Di tengah suasana Rakernas Ikatan Alumni Pergerakan Mahasiswa Islam Indonesia (IKA PMII), minggu lalu, Muhaimin Iskandar alias Cak Imin melontarkan sebuah kelakar yang memantik perbincangan panas: “Kader PMII itu tumbuh dari bawah. Nggak mungkin dari atas. Kalau dari atas pasti dia HMI.” Sekilas, pernyataan ini terdengar nyinyir, bahkan dianggap sebagai reduksi sejarah. Beberapa pihak menilai Cak Imin sedang menebar provokasi, seakan hendak membenturkan dua gerakan mahasiswa Islam tertua, antara PMII dan HMI.

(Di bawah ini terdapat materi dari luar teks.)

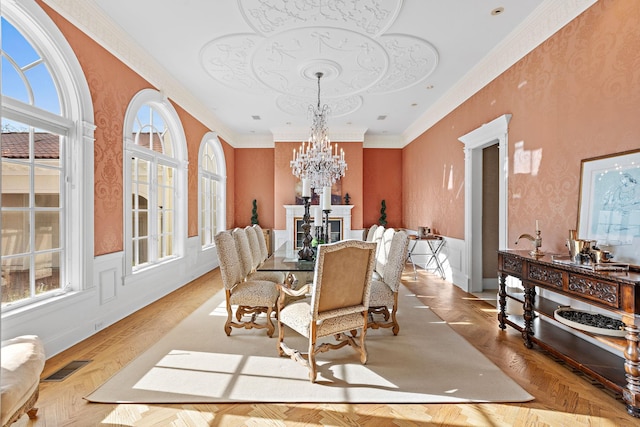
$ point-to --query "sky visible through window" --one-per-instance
(25, 75)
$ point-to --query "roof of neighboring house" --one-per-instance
(15, 145)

Tapi guyonan dalam tradisi politik Indonesia, khususnya kultur Nahdliyin, tak sekadar mengundang tawa. Di sana sebenarnya tersimpan sebuah gagasan penting yang jika dibaca menggunakan peta gerakan mahasiswa sebagai spektrum madzhab perjuangan, maka ucapan Cak Imin justru menjadi pintu masuk untuk membaca ulang diferensiasi ideologis yang selama ini terpendam di antara dua organisasi ini.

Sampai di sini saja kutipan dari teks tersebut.